Grandparent Caregiver Relief Criteria:
- Working mother who is married, divorced or widowed
- The Caregiver was living in Singapore (for a period of at least 8 months) during the Year of Assessment, was looking after any of applicant’s children (aged 12 years and below), and was not working.
- No one else (eg: siblings or sibling-in-law etc) has claimed GCR on the same Caregiver
How Does Grandparent Caregiver Relief Work?
Tax relief applicant may claim a maximum of $3,000 tax relief on any one Caregiver. Even if the working mother has multiple caregivers looking after her children, the maximum tax relief she can receive from GCR will be $3,000. GCR will be subtracted from assessable income to derive the chargeable income.
Heartland Boy’s Friendly Tip:
Once again, it makes sense for the highest income taxpayer to utilise the GCR. However, as the caregiver could be a parent/grandparent in-law, the search to determine the highest taxpayer now encroaches into the extended family. If your sister-in-law is claiming GCR on the same Caregiver, you might need to discuss in a sensitive manner on the best approach to yield the greatest tax savings for the extended family.
4. Parenthood Tax Rebate (PTR)
Description:
The Parenthood Tax Rebate is given to tax residents to encourage them to have more children.
Parenthood Tax Rebate Criteria:
- A Singapore tax resident who is married, divorced or widowed
- Child is born during the year of assessment and is a Singapore citizen at time of birth or becomes one within 12 months thereafter
Note: For stepchildren and children who are adopted, please refer to IRAS website.
How Does Parenthood Tax Rebate Work?
As this is a tax rebate, it directly offset the tax liabilities of the applicant. It therefore functions as a form of tax credit. PTR can also be apportioned between the mother or the father. PTR awarded depends on the child order of the new-born as shown in Table 3.
Child Order | PTR (For child born from Year 2008 onwards) |
1st | $5,000 |
2nd | $10,000 |
3rd and beyond | 20,000 |
In addition, unutilised PTR can be brought forward to future years to offset future income tax liabilities and has no expiry date.

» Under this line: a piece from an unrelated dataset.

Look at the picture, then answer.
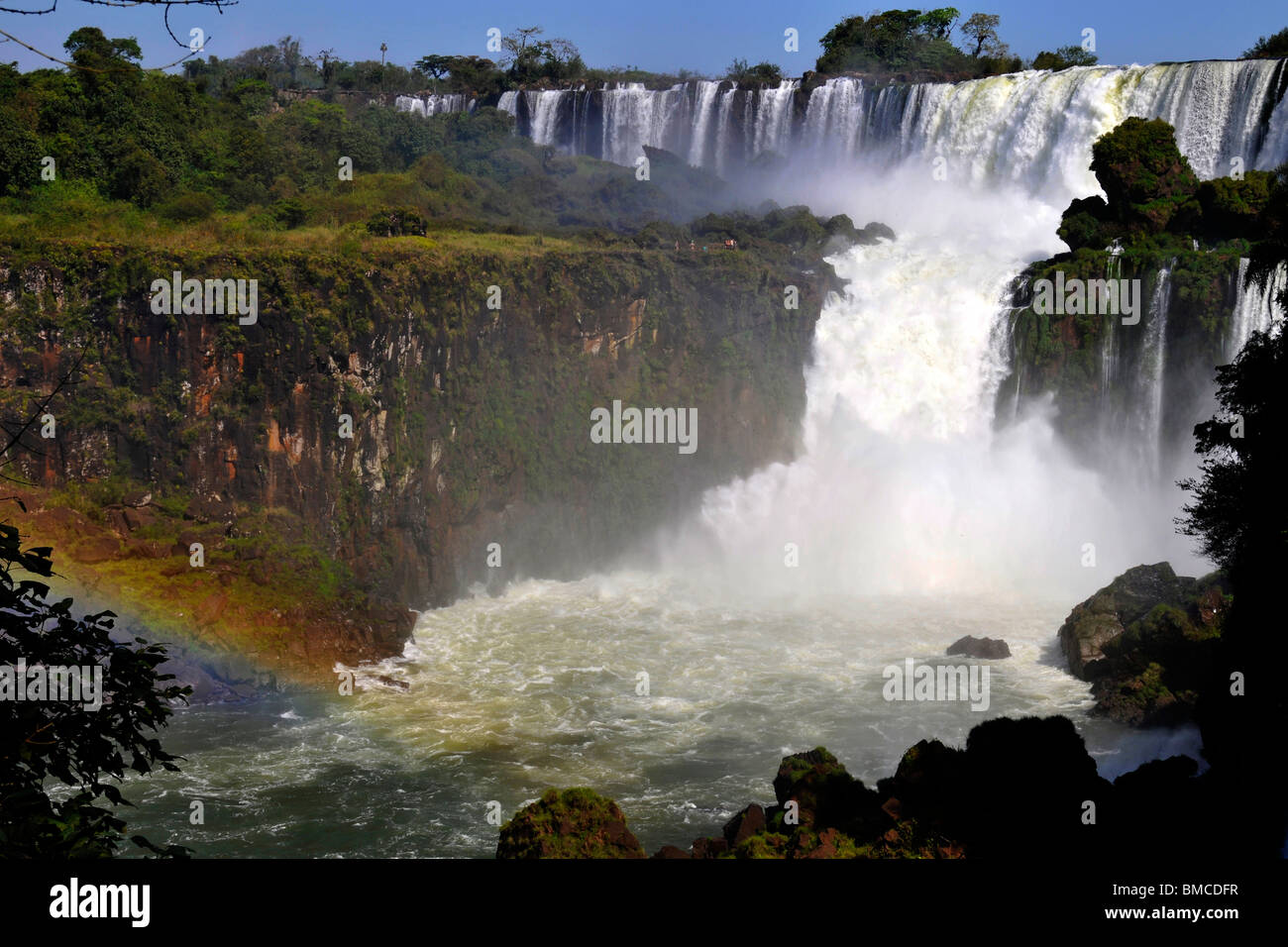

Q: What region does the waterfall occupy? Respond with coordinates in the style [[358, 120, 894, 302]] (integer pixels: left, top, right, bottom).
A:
[[751, 78, 800, 158], [1225, 258, 1288, 362], [715, 82, 738, 174], [394, 93, 474, 119], [1133, 266, 1172, 480], [483, 59, 1288, 185], [690, 81, 720, 167], [524, 90, 576, 145]]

As an example, if the father receives $10,000 in PTR (a one-time or lump-sum tax credit as he welcomes a second child into the family) and has tax payable of $3,000, he makes no income tax payment for the year. In addition, he can carry forward the remaining PTR balance of $7,000 into the next assessment year.
Heartland Boy’s Friendly Tip:
As PTR is given as a form of income tax rebate rather than as a income tax relief, regardless of which income earner utilises the PTR, there will be no difference to the household in terms of income taxes paid.

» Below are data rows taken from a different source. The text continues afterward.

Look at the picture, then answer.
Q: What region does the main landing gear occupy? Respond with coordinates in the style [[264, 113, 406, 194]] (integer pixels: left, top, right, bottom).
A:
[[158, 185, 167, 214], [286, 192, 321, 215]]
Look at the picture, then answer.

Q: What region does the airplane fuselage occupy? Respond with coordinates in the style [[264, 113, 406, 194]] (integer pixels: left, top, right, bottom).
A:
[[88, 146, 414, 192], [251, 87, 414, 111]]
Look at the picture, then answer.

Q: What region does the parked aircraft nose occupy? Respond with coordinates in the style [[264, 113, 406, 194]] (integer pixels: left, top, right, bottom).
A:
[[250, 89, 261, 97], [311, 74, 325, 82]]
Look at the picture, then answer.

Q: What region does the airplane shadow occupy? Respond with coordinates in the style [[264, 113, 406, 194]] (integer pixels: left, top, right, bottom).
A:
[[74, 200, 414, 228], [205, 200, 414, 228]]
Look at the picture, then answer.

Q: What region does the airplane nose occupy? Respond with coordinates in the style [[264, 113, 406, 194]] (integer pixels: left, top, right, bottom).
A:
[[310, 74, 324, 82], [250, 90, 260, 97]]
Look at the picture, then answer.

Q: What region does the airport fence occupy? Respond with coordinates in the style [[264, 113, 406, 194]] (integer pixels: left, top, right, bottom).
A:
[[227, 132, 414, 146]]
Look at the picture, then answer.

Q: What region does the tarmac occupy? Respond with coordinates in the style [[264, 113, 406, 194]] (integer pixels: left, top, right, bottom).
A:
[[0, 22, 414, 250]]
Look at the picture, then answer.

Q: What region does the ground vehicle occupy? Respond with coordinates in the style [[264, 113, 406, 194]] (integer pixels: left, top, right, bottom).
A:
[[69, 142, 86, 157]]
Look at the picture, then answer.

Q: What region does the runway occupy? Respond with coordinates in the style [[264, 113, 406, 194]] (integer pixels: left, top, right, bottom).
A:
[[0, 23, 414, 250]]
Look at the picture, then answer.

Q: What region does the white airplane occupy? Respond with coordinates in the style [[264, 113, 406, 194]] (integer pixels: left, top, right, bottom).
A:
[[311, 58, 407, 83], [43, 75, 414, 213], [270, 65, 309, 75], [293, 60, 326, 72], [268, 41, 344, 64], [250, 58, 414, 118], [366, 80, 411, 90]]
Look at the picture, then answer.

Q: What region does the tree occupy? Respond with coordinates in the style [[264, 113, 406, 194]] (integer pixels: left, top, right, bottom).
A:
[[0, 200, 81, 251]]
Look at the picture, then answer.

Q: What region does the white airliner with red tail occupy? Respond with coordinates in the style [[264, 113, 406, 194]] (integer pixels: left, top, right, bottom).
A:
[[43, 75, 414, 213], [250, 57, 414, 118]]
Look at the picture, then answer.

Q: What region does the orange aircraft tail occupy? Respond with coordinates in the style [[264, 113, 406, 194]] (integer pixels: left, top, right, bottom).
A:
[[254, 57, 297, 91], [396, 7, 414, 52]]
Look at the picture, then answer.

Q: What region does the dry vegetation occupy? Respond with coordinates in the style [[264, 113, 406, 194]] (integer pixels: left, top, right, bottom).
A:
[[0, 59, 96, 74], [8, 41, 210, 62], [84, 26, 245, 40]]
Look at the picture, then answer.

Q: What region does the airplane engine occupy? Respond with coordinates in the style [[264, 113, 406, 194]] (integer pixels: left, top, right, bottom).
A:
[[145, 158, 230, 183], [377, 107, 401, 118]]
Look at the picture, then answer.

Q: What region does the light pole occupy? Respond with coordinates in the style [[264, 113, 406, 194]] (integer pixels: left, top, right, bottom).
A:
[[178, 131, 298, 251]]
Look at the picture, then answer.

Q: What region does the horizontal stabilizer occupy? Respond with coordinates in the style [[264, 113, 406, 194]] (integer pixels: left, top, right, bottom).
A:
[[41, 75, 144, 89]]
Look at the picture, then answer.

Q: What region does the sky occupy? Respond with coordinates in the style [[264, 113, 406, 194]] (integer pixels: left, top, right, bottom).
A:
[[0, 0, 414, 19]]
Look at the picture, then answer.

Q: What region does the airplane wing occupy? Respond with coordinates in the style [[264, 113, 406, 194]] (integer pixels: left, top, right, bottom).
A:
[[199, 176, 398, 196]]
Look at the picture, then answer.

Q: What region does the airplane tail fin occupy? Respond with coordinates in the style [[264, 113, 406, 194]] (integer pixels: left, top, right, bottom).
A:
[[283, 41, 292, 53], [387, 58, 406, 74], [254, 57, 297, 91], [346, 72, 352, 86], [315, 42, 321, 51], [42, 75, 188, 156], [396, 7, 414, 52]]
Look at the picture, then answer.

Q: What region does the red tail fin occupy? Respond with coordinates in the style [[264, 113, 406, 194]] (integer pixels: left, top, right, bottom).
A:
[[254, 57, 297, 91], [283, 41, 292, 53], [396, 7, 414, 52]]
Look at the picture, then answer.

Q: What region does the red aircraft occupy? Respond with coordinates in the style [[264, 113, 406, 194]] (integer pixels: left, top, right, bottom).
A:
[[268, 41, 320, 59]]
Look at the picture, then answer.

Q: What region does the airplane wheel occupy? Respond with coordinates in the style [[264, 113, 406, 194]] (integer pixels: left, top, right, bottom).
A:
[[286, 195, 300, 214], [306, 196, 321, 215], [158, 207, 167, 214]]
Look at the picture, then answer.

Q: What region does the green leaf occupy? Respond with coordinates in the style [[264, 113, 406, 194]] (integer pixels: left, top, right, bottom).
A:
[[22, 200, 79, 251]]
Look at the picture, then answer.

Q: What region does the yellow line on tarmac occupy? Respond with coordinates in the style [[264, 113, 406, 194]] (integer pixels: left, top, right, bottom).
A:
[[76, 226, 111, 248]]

While the PTR is a welcome relief on one’s tax liabilities, it should not be pursued singularly without giving serious consideration about the cost and responsibilities that come with raising a child.
Tax Reliefs For First-Time Working Parents
Hopefully this article will make it easier for new parents to file claim for their tax reliefs and rebates online. IRAS has provided a good summary via an infographic which makes the information more digestible.
Here are other articles on other types of tax reliefs and deductions that everyone, not just working parents, may be eligible for:
- Reduce Income Tax: CPF Retirement Sum Topping Up Scheme
- Enjoy Tax Relief When You Voluntarily Contribute Cash To CPF Medisave
- Open SRS Account To Boost Retirement Planning
- How To Save On Income Tax In Singapore
This article is published in March 2018.
Note: As the criteria to qualify for the various income tax reliefs and rebates have been condensed for simpler reading, readers may want to refer to IRAS’s website to get the complete definition on the various criteria.
The PTR is quite potent as it directly offset tax payable. However I feel the GCR can be improved. 3K is too little to care for aged parent.
It should at least be doubled considering family size today are small and it can huge burden to their child..
hey! agree. i think 3K for GCR is too little considering that some parents depend on their children for retirement
Thank you for putting all these infos. Easy and simple to understand!